Use Anyscale's Production jobs (e.g. using anyscale job submit or the Anyscale SDK) when you

  • have code ready to package and run
  • your workflow is designed to use a whole cluster end-to-end.

Use Ray Jobs (e.g. using ray job submit or the Ray Jobs SDK) when you need to iterate, because:

  • You can run Ray jobs existing or running cluster.
  • You can iterate over Ray job development as you harden a job for production deployment.

After a developer (or automated process) submits a job definition, Anyscale:

  1. Creates a cluster,
  2. Runs the job on it, and
  3. Monitors the job for completion or failure.

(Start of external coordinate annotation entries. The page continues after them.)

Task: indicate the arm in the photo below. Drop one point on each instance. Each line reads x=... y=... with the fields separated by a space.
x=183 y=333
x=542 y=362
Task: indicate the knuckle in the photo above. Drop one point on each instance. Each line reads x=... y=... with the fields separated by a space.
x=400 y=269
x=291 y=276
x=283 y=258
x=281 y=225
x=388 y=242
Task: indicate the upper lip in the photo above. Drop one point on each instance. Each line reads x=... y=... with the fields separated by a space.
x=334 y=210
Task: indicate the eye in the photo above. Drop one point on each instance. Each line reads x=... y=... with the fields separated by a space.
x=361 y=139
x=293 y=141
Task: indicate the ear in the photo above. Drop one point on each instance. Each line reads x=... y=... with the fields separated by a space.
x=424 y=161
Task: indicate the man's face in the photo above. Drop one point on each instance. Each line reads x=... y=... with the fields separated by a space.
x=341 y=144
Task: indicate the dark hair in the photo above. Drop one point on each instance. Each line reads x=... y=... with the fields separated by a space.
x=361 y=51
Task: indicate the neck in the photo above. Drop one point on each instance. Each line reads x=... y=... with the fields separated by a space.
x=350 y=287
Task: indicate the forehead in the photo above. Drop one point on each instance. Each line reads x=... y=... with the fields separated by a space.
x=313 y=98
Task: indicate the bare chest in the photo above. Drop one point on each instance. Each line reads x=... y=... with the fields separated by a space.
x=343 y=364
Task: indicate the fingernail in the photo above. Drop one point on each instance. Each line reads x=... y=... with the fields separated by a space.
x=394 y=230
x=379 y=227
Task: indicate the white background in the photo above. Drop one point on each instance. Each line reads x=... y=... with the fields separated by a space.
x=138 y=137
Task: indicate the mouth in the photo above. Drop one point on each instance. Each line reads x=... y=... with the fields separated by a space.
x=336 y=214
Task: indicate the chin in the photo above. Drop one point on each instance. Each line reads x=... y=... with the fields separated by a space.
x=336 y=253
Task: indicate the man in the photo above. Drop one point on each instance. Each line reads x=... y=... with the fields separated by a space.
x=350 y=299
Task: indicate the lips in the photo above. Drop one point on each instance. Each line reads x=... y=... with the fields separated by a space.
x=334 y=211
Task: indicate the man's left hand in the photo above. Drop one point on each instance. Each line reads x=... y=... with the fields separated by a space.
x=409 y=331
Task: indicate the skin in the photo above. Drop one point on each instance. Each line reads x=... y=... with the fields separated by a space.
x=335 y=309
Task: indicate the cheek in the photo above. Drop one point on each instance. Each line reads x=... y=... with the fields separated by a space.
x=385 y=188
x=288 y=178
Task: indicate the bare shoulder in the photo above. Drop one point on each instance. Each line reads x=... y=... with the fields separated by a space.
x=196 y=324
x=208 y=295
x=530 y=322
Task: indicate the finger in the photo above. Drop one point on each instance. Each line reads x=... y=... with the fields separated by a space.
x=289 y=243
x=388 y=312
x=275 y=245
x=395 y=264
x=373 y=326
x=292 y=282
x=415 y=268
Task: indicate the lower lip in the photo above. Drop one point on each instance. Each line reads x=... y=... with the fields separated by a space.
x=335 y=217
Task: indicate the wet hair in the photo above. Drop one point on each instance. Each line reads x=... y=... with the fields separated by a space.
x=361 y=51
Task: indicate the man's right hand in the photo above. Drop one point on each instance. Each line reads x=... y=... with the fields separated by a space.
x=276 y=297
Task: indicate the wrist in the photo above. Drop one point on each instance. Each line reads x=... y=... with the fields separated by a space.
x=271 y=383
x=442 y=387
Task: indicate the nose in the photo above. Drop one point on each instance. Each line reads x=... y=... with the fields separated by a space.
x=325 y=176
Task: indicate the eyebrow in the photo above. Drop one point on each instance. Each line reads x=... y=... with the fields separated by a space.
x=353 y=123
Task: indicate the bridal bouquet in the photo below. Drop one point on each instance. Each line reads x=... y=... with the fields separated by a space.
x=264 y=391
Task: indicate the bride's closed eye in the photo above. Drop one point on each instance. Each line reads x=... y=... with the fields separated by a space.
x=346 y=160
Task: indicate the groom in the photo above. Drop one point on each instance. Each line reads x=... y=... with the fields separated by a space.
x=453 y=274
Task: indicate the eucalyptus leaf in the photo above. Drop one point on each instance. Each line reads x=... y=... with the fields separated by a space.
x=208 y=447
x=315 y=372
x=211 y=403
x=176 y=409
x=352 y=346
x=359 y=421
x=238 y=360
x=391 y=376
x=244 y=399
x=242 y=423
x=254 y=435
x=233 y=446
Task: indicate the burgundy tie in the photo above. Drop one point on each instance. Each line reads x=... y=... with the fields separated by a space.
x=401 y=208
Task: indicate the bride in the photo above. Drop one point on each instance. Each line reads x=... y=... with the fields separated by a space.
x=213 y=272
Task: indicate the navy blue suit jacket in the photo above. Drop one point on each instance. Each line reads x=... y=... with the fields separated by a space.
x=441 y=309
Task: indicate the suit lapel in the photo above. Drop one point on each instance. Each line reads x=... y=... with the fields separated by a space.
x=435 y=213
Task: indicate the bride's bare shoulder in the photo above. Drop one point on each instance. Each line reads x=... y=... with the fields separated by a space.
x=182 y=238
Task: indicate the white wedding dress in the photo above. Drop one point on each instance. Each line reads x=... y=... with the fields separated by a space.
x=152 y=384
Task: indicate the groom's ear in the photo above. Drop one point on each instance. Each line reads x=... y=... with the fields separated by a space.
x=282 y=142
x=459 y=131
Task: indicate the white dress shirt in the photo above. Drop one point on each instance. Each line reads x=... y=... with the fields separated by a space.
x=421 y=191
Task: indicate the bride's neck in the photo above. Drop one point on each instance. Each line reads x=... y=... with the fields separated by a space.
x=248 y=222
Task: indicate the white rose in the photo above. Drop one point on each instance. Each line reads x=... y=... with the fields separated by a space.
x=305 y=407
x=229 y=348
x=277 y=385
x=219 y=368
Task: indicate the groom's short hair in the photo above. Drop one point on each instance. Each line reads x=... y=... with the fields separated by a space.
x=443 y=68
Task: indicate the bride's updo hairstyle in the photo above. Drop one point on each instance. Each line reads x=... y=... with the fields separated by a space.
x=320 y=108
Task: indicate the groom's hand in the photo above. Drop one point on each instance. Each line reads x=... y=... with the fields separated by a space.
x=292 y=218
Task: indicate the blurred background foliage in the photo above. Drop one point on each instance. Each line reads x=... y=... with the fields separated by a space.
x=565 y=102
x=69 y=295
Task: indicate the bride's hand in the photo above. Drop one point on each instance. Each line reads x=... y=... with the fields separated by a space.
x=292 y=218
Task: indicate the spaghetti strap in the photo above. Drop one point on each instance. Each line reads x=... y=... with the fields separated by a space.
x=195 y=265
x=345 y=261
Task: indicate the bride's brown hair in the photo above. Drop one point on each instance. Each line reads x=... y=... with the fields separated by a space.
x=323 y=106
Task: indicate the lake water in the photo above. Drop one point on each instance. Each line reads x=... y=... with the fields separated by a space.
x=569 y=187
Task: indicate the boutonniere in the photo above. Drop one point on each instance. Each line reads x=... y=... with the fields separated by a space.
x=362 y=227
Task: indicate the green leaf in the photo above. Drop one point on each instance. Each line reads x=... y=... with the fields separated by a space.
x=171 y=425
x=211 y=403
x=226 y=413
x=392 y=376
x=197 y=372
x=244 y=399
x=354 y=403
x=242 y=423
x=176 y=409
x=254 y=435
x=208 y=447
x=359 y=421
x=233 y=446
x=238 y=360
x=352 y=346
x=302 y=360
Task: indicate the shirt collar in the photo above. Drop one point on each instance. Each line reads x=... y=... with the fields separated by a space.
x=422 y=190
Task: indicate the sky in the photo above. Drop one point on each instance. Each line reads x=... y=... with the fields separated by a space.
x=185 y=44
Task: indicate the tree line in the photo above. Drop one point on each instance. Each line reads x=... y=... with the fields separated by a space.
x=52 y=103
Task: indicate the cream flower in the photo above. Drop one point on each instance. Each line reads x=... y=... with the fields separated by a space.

If the job fails, Anyscale restarts the job and gives up after a configurable number of retries (see max_retries below).

Using production jobs

Define

When you submit a production job, you must provide the following:

  • (Required) compute_config A cluster compute config for the cluster the job will run on. On the SDK, this can only be specified as compute_config_id. On the CLI, you may specify compute_config (the name of the cluster compute config) or cloud (the name of an Anyscale cloud) instead for convenience. This attribute is optional in the CLI. The SDK example below shows how to resolve a missing value, or a compute_config or a cloud into a compute_config_id.
  • (Required) cluster_env A cluster environment for the cluster the job will run on. On the SDK, this can only be specified as build_id. On the CLI, you may specify cluster_env (the name and version for the cluster environment, colon-separated; if you don't specify a version, the latest will be used). This attribute is optional in the CLI. The SDK example below shows how to resolve a missing value, or a cluster_env into a build_id.
  • (Optional) runtime_env A runtime environment containing your application code and dependencies.
  • (Required) entrypoint The entrypoint command that will be run on the cluster to run the job. Although it is generally a python script, the entry point can be any shell command.
  • (Optional) max_retries A maximum number of retries before the job is considered failed (defaults to 5).
  • (Optional) name Name of the job. Job names can be the same within a project and across projects.
  • (Optional) project_id The id of the project you want the job to run in. project_id can be found in the URL by navigating to the project in Anyscale Console.
note

The working_dir option of the runtime_env, typically containing your job script and other necessary files, can be specified in one of two ways.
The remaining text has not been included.